Food sources: Tuna, banana, turkey, liver, salmon, cod, spinach, bell peppers, and turnip greens, collard greens, garlic, cauliflower, mustard greens, celery, cabbage, asparagus, broccoli, kale, Brussels sprouts, chard.
B12: Vitamin B12 has been shown to improve sperm quality and production. It also may help to boost the endometrium lining in egg fertilization, decreasing the chances of miscarriage. Some studies have found that a deficiency of B12 may increase the chances of irregular ovulation, and in severe cases stop ovulation altogether.
Food sources: Clams, oysters, muscles, liver, caviar (fish eggs), fish, crab, lobster, beef, lamb, cheese, eggs.
Folic Acid: Perhaps one of the best known vitamins necessary for pregnancy is folic acid. This vitamin helps prevent neural tube defects as well as congenital heart defects, cleft lips, limb defects, and urinary tract anomalies in developing fetuses. Deficiency in folic acid may increase the risk of going into preterm delivery, infant low birth weight and fetal growth retardation. Deficiency may also increase the homocysteine level in the blood, which can lead to spontaneous abortion and pregnancy complications, such as placental abruption and pre-eclampsia.
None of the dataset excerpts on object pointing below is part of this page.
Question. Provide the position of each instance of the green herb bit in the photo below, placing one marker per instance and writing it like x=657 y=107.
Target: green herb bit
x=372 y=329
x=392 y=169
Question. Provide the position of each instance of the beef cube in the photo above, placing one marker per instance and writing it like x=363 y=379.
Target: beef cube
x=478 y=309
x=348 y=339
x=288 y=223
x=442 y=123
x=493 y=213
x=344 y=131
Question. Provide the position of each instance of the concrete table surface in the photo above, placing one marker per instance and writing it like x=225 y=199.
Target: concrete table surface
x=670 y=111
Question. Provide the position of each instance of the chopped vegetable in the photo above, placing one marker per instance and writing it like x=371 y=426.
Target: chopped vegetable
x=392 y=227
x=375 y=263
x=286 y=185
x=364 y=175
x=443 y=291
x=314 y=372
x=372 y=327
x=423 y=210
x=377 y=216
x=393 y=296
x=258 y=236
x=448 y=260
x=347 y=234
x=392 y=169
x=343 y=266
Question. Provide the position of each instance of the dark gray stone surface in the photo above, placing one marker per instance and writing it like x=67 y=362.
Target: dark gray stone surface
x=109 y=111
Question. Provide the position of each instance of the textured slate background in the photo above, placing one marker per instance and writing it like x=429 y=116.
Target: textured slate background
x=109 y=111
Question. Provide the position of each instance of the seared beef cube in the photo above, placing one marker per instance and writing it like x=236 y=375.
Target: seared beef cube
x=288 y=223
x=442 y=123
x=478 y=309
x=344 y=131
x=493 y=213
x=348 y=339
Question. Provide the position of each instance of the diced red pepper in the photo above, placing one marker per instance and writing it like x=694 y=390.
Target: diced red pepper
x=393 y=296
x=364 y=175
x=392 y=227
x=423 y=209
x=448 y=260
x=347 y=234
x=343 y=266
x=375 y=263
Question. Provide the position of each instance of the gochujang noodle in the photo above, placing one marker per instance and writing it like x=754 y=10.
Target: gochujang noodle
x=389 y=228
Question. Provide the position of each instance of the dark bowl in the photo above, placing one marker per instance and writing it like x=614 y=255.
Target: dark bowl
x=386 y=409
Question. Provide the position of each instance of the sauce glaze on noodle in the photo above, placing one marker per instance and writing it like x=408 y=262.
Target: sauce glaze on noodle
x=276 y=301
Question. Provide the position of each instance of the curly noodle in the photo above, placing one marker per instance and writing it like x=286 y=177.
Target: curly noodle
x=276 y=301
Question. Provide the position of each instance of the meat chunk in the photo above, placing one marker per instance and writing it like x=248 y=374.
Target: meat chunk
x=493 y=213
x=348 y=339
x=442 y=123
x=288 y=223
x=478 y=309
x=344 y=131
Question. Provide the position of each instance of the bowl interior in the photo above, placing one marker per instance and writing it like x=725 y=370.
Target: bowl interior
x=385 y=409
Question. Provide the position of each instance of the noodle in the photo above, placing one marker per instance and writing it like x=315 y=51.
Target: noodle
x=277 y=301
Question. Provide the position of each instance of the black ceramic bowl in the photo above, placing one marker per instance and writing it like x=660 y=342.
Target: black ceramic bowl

Food sources: liver, lentils, pinto beans, garbanzo beans, asparagus, spinach, black beans, navy beans, kidney beans, collard greens
Iron: Studies have shown that women who do not get sufficient amounts of iron may suffer anovulation (lack of ovulation) and possibly poor egg health, which can inhibit pregnancy at a rate 60% higher than those with sufficient iron stores in their blood.
Food sources: Lentils, spinach, tofu, sesame seeds, kidney beans, pumpkin seeds (raw), venison, garbanzo beans, navy beans, molasses, beef
Selenium: An antioxidant that helps to protect the eggs and sperm from free radicals. Free radicals can cause chromosomal damage which is known to be a cause of miscarriages and birth defects. Selenium is also necessary for the creation of sperm. In studies men with low sperm counts have also been found to have low levels of selenium.
Food sources: Liver, snapper, cod, halibut, tuna, salmon, sardines, shrimp, crimini mushrooms, turkey
Zinc: In women, zinc works with more than 300 different enzymes in the body to keep things working well. Without it, your cells can not divide properly; your estrogen and progesterone levels can get out of balance and your reproductive system may not be fully functioning. Low levels of zinc have been directly linked to miscarriage in the early stages of a pregnancy, according to The Centers for Disease Control’s Assisted Reproductive Technology Report.
In men zinc is considered one of the most important trace minerals to date for male fertility; increasing zinc levels in infertile men has been shown to boost sperm levels; improve the form, function and quality of male sperm and decrease male infertility.
Food sources: Calf liver, oysters, beef, lamb, venison, sesame seeds, pumpkin seeds, yogurt, turkey, green peas, shrimp. Zinc can be damaged by cooking so it is important to eat some foods high in zinc in their raw forms.
Essential Fatty Acids: Omega-3 acids have been shown to help fertility by helping to regulate hormones in the body, increase cervical mucous, promote ovulation and overall improve the quality of the uterus by increasing the blood flow to the reproductive organs.
Omega-3 fats also contain two acids that are crucial to good health: DHA and EPA. These two acids have been shown to help many forms of disease. Low levels of DHA have been linked to depression and other mental health issues. During pregnancy, a lack of DHA may be associated with premature birth, low birth weight and hyperactivity in children.
Food sources: Flax seeds, walnuts, salmon, sardines, halibut, shrimp, snapper, scallops, chia seed.